His protagonist, Vish Puri, who describes himself as "India's most private investigator," is kind of a wimp, Hall said.
"He's overweight, he can't run fast, he's not an action hero," Hall went on. "But he is wily, and you have to be wily in India to get things done." Puri is also a typical Punjabi, he said, proud of his heritage.
Puri is based on a lot of Indian men, particularly the detectives Hall met in Delhi. "They live in a society where it's important to let everyone know your social status. You immediately tell someone that you're someone of standing," he said, noting that Punjabi culture has become increasingly ostentatious. "It's all about flash and bling."
But Puri is also a committed family man, as the novel makes clear.
To succeed in India's complex culture, Hall said it is crucial to know who's who.
"How a turban is tied or how a sari is tied ... any Indian recognizes these things" and therefore knows a good deal about the other person's status.
"People are not predisposed to do business with people of certain backgrounds," he said. "They're like dogs sniffing around each other, trying to figure out, what's his background, what's his caste."
By way of contrast, Hall said, "I was just in France. I had a hard time looking at people and knowing who was French, who was German, who was British. They all wear the same Chinese-made clothes, and they all look like Americans."
India, by contrast, "is the most class-conscious society I've ever come across. People are very conscious of who you are, and can be extremely prejudiced.
"Skin color is important," he said, explaining that people lighten their skin to look "wheatish," that is, fair. "If you have a wheatish complexion, you're considered more attractive."
Another way in which Vish Puri is absolutely typical of Indians is that he has a sizable staff. In part, that's because Puri, as a middle-class Punjabi, would have a hard time infiltrating a Tamil household, or a Brahmin one.
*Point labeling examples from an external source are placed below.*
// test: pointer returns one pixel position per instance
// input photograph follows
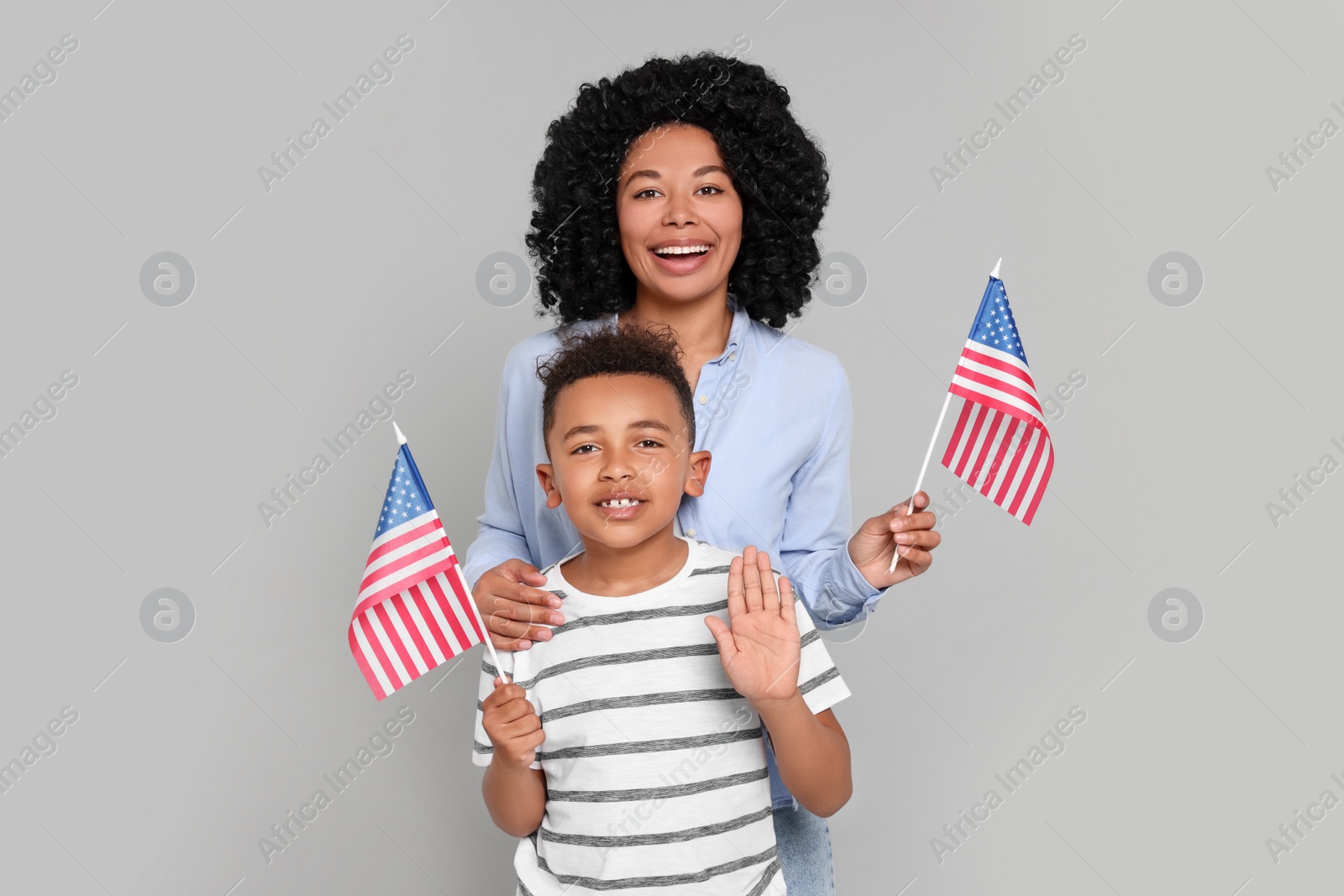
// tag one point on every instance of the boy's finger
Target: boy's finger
(722, 636)
(769, 597)
(737, 600)
(752, 578)
(786, 607)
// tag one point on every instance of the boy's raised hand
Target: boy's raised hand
(512, 725)
(759, 647)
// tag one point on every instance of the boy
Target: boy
(645, 768)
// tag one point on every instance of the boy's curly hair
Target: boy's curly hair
(600, 351)
(777, 170)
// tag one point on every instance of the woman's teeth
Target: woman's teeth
(682, 250)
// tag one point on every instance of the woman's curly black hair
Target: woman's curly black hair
(600, 351)
(777, 170)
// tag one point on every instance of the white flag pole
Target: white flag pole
(457, 571)
(911, 508)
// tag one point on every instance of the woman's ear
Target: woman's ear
(546, 476)
(698, 473)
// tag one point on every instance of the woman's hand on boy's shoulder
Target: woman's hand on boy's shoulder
(895, 532)
(514, 610)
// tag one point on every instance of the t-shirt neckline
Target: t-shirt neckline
(557, 582)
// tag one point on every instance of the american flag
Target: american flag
(414, 610)
(1000, 443)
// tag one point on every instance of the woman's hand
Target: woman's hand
(759, 647)
(511, 607)
(894, 532)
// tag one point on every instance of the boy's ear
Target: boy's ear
(698, 473)
(546, 476)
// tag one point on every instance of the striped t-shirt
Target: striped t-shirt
(655, 766)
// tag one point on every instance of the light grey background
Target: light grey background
(312, 296)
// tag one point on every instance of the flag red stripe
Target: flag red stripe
(396, 564)
(375, 685)
(413, 629)
(971, 439)
(999, 456)
(396, 641)
(454, 578)
(1041, 490)
(956, 434)
(403, 584)
(981, 398)
(449, 611)
(1025, 490)
(445, 647)
(1003, 385)
(409, 535)
(1012, 468)
(383, 663)
(999, 365)
(984, 449)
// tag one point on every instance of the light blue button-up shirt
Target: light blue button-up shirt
(776, 416)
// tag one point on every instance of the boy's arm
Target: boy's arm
(515, 793)
(811, 752)
(764, 654)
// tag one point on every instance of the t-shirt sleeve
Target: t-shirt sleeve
(481, 748)
(819, 680)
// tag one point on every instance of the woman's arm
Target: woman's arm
(816, 547)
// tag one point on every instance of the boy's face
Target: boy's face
(620, 437)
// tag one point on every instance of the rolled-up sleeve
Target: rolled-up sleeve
(817, 528)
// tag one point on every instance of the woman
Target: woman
(683, 192)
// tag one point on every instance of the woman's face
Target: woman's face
(679, 214)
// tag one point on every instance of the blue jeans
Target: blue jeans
(804, 846)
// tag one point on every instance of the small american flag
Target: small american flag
(414, 610)
(1000, 443)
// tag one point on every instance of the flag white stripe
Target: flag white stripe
(402, 528)
(407, 571)
(1035, 483)
(394, 558)
(972, 473)
(394, 614)
(998, 354)
(387, 645)
(999, 396)
(373, 660)
(443, 622)
(1021, 473)
(418, 621)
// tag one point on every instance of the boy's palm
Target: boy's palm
(759, 647)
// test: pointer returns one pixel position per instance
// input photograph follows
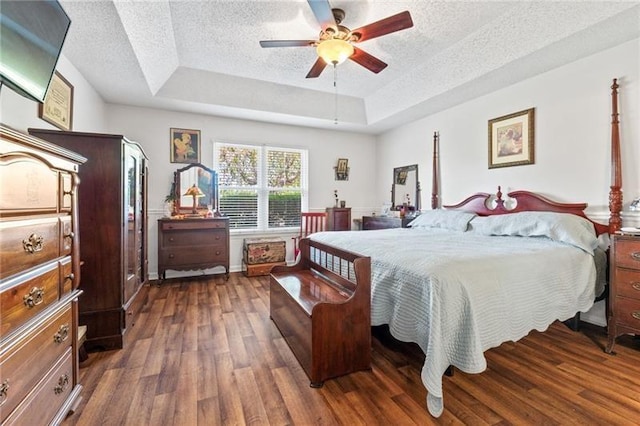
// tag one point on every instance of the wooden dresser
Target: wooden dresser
(113, 225)
(39, 277)
(193, 244)
(338, 218)
(624, 288)
(384, 222)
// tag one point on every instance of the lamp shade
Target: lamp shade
(194, 191)
(334, 51)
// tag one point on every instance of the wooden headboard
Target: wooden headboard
(529, 201)
(525, 201)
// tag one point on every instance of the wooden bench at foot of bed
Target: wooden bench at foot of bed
(322, 307)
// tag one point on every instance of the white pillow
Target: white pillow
(455, 220)
(561, 227)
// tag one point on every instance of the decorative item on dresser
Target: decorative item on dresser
(338, 218)
(624, 290)
(192, 244)
(113, 224)
(39, 277)
(384, 222)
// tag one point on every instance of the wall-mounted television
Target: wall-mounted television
(31, 37)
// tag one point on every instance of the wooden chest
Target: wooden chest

So he has a staff of operatives, whom he addresses by affectionate nicknames, which Hall said is very typical of families.
(It may take American readers a while to get used to the fact that Puri is universally known among his family and friends as Chubby!)
The staffing also reflects a reality of Indian society: "Everything in India is labor intensive," he said.
Hall, who divides his time between London and India, is working on a sequel, "The Case of the Man Who Died Laughing."
Penny Warner's writing career is a testament to talent, persistence and luck.
A mother and teacher based in Danville, CA., Warner began writing nonfiction when her son, now a father himself, was a baby. That first book was on party giving.
Although she didn't know it at the time, she was building what in publisher-speak is known as a "platform," proving she could interest readers and get them to look for her latest work.
It took her six years to break into print.
The experience led to Lesson No. 1: never give up. "In most jobs, there's an apprenticeship," she says. "You'd study for three or four years." In effect, that's what writers are doing when their early work is not publishable.
She got ideas for books on babies and events from the people in the parenting classes she taught. They were looking for ideas on how to feed a picky eater or how to throw a good birthday party without going to the pizza place.
And that was Lesson No. 2: look for a niche you can fill.
"I wanted to write fiction, and I thought, 'how hard could it be?'," Warner says with a laugh. The result was two manuscripts with a nondescript protagonist-"a suburban housewife," Warner admits--that ended up as so much scrap paper.
Eventually she decided to use her background in teaching special education, and created a character with a disability: a small-town publisher who was deaf.
"I liked the idea of her being a fish out of water, of using her other senses to figure things out," she says.
There weren't a lot--OK, any--mysteries featuring deaf women who solved crimes, and Warner's agent balked. "She thought it wasn't mainstream enough."
As a result, Warner looked for another agent.
Lesson No. 3: Stick with what you believe in.
Her newest series is about a downsized college professor who becomes a reluctant event planner. How to Throw a Killer Party is due out in May 2010.